Thursday, August 28, 2008

ONE TEACHER’S ALPHABET

S is for Solitary Singers

Now in a moment I know what I am for, I awake,
And already a thousand singers, a thousand songs, clearer, louder
and more sorrowful than yours,
A thousand warbling echoes have started to life within me, never to die.
--Walt Whitman, "Out of the Cradle Endlessly Rocking"

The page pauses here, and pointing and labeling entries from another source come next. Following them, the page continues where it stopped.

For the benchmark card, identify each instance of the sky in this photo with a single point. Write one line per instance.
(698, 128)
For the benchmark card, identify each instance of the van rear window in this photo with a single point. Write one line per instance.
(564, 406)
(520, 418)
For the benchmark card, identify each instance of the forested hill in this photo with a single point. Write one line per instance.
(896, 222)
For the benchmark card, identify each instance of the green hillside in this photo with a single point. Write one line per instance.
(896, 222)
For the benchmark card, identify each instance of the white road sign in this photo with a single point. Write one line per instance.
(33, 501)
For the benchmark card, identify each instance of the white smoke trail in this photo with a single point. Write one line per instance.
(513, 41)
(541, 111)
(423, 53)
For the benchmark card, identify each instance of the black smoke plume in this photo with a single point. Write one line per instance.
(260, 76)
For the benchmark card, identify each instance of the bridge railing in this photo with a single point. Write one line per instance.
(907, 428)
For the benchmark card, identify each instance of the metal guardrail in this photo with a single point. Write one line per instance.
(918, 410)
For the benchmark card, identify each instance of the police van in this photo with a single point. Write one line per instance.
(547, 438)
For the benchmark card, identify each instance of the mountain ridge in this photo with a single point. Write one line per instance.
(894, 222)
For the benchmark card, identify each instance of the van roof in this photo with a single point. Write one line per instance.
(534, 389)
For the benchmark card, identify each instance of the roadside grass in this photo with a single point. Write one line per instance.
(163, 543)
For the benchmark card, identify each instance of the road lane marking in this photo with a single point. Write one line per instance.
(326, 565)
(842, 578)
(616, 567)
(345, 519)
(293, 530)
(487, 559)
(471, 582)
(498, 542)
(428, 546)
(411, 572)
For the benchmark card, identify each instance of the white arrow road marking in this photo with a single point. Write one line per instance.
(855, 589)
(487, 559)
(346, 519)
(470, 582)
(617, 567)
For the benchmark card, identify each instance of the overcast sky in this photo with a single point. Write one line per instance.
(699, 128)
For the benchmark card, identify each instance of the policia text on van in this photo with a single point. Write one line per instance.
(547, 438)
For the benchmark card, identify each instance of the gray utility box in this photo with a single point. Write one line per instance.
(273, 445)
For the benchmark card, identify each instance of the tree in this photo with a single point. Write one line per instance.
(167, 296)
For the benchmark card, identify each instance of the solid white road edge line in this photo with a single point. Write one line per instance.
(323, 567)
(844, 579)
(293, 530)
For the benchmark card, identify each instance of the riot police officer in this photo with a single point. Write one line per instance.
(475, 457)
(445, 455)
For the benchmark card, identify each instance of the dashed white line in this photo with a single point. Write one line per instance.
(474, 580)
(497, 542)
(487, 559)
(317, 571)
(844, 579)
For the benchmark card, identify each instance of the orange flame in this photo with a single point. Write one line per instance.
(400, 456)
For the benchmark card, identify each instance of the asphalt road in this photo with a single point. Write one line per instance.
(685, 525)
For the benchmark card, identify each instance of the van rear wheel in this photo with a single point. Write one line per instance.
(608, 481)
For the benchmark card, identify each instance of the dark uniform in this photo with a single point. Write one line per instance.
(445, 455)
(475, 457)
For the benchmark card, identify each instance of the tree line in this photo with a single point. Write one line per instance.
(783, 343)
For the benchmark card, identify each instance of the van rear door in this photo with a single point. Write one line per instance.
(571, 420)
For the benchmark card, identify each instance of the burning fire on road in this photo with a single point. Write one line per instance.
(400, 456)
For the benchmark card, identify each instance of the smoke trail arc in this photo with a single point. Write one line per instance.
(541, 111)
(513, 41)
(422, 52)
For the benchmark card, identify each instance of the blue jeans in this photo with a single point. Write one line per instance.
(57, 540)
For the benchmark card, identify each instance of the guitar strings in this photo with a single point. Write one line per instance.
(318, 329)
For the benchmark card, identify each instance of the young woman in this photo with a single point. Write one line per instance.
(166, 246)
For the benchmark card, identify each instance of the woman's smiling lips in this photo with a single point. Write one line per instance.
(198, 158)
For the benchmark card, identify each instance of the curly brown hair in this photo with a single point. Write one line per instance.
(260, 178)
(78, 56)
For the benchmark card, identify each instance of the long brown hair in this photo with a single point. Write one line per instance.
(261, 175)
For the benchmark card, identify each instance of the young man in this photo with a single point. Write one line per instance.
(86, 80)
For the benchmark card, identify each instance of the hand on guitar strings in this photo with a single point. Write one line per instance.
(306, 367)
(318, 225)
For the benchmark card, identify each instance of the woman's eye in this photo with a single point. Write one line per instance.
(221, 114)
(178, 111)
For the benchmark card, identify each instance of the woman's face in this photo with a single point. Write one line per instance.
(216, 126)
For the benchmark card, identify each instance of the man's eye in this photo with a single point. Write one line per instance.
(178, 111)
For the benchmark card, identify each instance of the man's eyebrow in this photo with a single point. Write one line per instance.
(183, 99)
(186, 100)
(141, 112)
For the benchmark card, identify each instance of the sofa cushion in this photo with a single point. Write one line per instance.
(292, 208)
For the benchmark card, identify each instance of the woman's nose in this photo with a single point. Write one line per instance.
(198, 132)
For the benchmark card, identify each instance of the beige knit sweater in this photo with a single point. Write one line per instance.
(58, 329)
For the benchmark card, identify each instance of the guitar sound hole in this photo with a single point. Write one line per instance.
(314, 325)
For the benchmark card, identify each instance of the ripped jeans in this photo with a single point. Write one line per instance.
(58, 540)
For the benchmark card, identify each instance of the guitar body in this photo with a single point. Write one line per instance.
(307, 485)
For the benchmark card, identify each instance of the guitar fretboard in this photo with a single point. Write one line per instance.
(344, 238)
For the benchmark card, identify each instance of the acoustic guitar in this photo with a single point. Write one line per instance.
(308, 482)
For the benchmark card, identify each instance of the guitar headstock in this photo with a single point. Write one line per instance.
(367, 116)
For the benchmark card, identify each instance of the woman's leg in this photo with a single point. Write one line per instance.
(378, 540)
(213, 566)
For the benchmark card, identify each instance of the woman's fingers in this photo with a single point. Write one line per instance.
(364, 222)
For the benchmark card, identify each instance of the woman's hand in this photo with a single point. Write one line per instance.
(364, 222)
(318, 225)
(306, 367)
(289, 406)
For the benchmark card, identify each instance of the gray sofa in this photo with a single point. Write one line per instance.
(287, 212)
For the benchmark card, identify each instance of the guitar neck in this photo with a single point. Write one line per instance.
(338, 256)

As the new school year approaches, I’m hoping, as I always do, that my scholars will somehow “awake” during the year and feel the “thousand songs” that are inside them. It happened to Whitman, and it can happen to them. The poet was in his late 30’s, apparently, when something happened to cause him to awaken and begin to write like he’d never written before. He didn’t so much write as “sing”, in the sense of letting his feelings flow out like unfettered melodies. Later in this poem, he mentions that he was a “solitary singer” – a poet who sang his own unique songs and followed his own inner laws, a writer who was “alone” because he imitated no one. My scholars, I hope, can be singers like Whitman. Yes, they will have to follow my guidelines in writing their paragraphs and essays, but within those rules I’m trusting they will find the power to allow their words to make distinctive and original “music”. In this way – if it’s not hoping for too much – perhaps each of my scholars will be able, at some point this year, to say, like the poet, “Now in a moment I know what I am for.” Maybe they will each understand that living is for expressing, and that they can express themselves on paper (or computer) as easily as sparrows sing their songs, as unreservedly as Whitman wrote his free-and-easy poems.